Two planets - Venus and Jupiter – put up a spectacular celestial show earlier this month, aligning next to each other. An even more interesting and rare astronomical phenomenon will take place on Friday, July 17 with the crescent moon, Venus and Jupiter conjunction set to form a triangle. It will be visible to the naked eyes.

The three brightest celestial bodies - moon, Venus and Jupiter - after the sun, will form a triangle in the night sky. They will be seen lined up so close to each other though they are millions of miles apart.

It will be the second celestial show after Venus and Jupiter conjunction that took place on July 1.

Interestingly, some have linked the celestial show to 'Star of Bethlehem', claiming that it happens only once in 2,000 years. However, such pairings are common.

"The way that the planets are arranged in the most recent conjunction is believed to be the same as that event over 2,000 years ago," Albert Lim, assistant honorary secretary of The Astronomical Society of Singapore (Tasos) told Straits Times

"You have a thin crescent moon forming a triangle with two bright planets, Venus and Jupiter, in the western sky. So although conjunctions are not rare, the event is beautiful and scenic and offers a great opportunity for photographers to explore creative angles," he added.

Alignment of two or more celestial bodies in the skies is not uncommon. Venus and Jupiter will once again appear close to each other on October 26 of this year, and they appeared close to the moon in 2012. So, claims that such celestial shows happen only once in 2,000 years is not true.

How and When to Watch the Celestial Show Live with Your Naked Eyes?

The crescent moon, Venus and Jupiter will form a triangle on Friday and it can be seen with the naked eyes at night.
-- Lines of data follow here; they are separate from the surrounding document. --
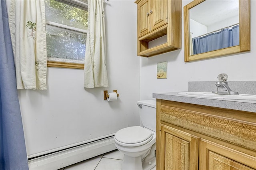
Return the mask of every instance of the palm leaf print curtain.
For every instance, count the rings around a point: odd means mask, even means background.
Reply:
[[[106,64],[104,0],[88,1],[88,31],[84,59],[84,86],[108,87]]]
[[[46,89],[44,0],[11,0],[9,24],[18,89]]]

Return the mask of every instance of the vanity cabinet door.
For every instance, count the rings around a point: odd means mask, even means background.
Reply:
[[[150,20],[149,9],[150,4],[148,0],[140,1],[138,7],[138,37],[150,31]]]
[[[163,125],[160,146],[158,169],[198,170],[198,137]]]
[[[168,1],[150,1],[150,13],[151,18],[151,31],[167,24]]]
[[[200,139],[199,170],[255,170],[256,157]]]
The ideal time and the day to watch the phenomenon will vary depending on the location and time zone. They will make an appearce at 9.15pm EDT on Saturday, July 18, in the US East Coast, while it will be witnessed on July 19 at other countries.

The moon will actually occult (pass in front of) Venus on Sunday, July 19 at 1am UT/9pm EDT (Saturday night) favoring the South Pacific, though the rest of the world will see a stunningly close pass, reported Universe Today

"To observe this event, go to a location with a clear view of the west with as few horizon obstructions as possible," Dr Abel Yang, who teaches physics and astronomy at the National University of Singapore, told Straits Times. "A west-facing high-rise balcony or window may be a good idea," he suggested.